The CDC states that major risk factors for heart attack are unhealthy blood cholesterol levels, high blood pressure, and diabetes. Managing these three early and effectively can prevent your risk of obesity which only compounds your risk. Consult your doctor annually for a cardiac risk assessment, and manage diet and exercise effectively to reduce risk.

A huge part of avoiding heart disease is assessing and managing risk, which means not assuming you’re in the clear because you are young and feel fine. Although heart disease is more common the older you get, it can happen to anyone at any age. It’s also important to understand your hereditary risk of heart disease as some families have histories of heart attacks, and some races are more likely to suffer from heart disease.

Know the Signs

Signs of heart attack are known to present more subtly in women. The American Heart Association recommends you call 911 immediately if experiencing any of these symptoms, especially if you are at known risk for heart disease.

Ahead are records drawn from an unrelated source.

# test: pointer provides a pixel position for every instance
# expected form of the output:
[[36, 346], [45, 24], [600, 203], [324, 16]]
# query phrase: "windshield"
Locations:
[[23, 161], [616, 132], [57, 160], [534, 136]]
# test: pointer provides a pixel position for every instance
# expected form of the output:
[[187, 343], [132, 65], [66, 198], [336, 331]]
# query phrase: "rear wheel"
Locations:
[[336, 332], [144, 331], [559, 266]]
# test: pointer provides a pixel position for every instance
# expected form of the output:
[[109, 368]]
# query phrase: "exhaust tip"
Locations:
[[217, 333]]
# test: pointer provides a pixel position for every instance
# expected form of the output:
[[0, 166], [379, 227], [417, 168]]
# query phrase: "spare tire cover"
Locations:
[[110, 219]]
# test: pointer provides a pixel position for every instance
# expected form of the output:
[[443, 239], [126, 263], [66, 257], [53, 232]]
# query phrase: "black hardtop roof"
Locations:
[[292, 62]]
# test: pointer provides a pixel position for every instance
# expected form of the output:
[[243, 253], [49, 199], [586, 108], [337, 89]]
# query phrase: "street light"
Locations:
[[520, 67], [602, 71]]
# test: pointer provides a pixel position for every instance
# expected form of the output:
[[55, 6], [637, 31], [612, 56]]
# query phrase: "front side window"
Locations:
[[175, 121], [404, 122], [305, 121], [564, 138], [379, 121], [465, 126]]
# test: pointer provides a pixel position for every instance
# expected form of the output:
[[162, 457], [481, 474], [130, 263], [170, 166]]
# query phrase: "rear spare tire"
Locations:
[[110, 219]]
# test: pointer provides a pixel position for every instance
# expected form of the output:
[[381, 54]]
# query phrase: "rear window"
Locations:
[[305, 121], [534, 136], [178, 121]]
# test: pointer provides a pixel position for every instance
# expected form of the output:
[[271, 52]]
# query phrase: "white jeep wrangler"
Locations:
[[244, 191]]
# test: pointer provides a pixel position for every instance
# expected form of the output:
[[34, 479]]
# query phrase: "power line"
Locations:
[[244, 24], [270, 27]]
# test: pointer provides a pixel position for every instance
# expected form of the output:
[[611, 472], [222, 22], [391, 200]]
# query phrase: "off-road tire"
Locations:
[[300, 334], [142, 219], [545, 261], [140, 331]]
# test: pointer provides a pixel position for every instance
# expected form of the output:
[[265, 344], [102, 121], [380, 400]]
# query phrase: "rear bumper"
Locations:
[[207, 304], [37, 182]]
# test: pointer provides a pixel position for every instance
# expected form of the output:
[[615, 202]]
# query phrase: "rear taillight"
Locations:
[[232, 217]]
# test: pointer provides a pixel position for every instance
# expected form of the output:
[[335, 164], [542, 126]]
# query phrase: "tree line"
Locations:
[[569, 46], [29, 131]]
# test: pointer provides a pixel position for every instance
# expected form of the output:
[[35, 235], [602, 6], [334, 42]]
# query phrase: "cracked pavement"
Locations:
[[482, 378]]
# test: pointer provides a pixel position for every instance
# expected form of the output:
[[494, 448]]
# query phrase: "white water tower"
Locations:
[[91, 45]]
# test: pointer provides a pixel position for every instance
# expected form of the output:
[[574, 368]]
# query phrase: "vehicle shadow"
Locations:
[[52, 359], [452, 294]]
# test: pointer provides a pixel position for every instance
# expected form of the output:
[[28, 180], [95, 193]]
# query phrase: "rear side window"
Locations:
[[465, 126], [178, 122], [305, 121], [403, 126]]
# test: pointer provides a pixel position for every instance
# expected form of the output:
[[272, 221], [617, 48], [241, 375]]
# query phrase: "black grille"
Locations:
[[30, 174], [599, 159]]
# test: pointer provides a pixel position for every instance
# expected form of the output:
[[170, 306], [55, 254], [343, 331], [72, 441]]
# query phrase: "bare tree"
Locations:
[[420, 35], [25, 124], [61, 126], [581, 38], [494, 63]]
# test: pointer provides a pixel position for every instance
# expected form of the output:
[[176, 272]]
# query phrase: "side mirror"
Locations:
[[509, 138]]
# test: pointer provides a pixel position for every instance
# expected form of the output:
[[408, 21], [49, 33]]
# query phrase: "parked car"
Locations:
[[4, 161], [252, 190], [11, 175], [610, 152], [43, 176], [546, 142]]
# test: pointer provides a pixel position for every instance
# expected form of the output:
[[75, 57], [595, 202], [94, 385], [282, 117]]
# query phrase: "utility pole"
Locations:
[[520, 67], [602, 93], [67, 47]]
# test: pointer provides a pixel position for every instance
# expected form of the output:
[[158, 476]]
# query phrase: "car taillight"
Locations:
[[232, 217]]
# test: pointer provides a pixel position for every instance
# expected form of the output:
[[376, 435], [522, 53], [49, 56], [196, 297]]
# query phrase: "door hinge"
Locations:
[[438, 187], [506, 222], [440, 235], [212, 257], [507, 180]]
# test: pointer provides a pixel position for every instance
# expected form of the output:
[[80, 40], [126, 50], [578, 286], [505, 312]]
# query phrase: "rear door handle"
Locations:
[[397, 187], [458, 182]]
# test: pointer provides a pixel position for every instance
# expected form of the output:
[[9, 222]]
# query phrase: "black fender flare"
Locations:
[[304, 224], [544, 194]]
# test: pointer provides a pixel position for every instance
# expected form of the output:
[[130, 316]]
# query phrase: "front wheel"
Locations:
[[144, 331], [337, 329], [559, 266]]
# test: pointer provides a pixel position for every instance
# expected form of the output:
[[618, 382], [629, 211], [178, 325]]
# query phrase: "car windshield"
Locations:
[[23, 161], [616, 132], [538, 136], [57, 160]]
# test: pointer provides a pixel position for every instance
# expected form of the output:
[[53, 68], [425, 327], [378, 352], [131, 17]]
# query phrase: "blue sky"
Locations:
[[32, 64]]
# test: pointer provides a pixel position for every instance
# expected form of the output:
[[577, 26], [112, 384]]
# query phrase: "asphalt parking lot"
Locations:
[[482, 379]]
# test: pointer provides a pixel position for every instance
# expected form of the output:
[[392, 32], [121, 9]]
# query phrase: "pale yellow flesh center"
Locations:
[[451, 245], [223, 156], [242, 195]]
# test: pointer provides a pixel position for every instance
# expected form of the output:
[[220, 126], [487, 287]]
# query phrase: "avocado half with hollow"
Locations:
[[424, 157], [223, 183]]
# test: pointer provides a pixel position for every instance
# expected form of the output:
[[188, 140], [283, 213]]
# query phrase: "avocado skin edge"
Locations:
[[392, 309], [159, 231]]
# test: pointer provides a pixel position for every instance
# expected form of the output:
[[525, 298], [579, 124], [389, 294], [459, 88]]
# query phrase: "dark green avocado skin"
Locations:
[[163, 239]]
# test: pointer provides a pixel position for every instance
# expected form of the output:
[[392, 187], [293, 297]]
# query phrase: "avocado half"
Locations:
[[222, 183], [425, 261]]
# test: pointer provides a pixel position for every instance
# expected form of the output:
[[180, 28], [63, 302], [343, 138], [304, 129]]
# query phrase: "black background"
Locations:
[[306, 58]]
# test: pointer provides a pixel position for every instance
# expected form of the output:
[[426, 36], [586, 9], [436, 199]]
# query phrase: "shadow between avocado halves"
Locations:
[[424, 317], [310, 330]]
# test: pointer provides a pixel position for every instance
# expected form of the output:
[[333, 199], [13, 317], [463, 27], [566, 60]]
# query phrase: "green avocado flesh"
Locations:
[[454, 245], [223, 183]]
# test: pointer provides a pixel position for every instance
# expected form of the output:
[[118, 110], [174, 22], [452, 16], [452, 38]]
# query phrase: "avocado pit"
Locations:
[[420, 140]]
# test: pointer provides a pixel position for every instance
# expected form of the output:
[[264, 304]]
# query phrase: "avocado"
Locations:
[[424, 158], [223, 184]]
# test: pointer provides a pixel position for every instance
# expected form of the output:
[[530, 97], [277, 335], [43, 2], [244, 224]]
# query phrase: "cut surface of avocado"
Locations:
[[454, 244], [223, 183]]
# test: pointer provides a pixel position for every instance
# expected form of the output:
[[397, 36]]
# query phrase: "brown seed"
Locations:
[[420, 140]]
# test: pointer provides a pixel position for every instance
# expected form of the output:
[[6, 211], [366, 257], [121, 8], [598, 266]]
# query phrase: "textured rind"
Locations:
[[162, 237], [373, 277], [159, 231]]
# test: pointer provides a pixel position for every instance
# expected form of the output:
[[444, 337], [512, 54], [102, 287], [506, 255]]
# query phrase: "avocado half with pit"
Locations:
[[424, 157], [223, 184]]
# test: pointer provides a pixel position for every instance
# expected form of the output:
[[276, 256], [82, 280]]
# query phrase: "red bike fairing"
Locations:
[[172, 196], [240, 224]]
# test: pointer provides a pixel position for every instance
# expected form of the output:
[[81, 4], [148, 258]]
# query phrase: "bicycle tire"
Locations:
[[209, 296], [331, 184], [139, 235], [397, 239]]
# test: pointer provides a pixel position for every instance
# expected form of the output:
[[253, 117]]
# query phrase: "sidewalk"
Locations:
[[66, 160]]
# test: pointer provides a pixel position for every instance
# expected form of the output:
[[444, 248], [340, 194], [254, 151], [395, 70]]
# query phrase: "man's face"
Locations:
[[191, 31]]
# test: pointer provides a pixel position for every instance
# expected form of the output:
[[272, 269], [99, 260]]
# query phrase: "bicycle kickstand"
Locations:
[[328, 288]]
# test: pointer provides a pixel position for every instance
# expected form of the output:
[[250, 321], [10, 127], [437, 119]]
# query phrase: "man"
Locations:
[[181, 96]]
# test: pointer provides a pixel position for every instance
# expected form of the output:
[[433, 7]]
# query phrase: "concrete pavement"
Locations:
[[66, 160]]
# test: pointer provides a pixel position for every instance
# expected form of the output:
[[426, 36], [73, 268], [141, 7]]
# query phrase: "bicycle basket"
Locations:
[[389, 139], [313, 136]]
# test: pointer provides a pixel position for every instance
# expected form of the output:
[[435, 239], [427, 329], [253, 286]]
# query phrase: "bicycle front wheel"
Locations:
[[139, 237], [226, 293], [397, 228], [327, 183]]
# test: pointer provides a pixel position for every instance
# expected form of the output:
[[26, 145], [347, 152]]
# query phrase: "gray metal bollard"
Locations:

1. Uncomfortable pressure, squeezing, fullness, or pain in the center of your chest. It lasts more than a few minutes or goes away and comes back.

2. Pain or discomfort in one or both arms, the back, neck, jaw, or stomach.

3. Shortness of breath with or without chest discomfort.

4. Other signs such as breaking out in a cold sweat, nausea, or lightheadedness.

5. As with men, women’s most common heart attack symptom is chest pain or discomfort. But women are somewhat more likely than men to experience some other common symptoms, particularly shortness of breath, nausea/vomiting, and back or jaw pain.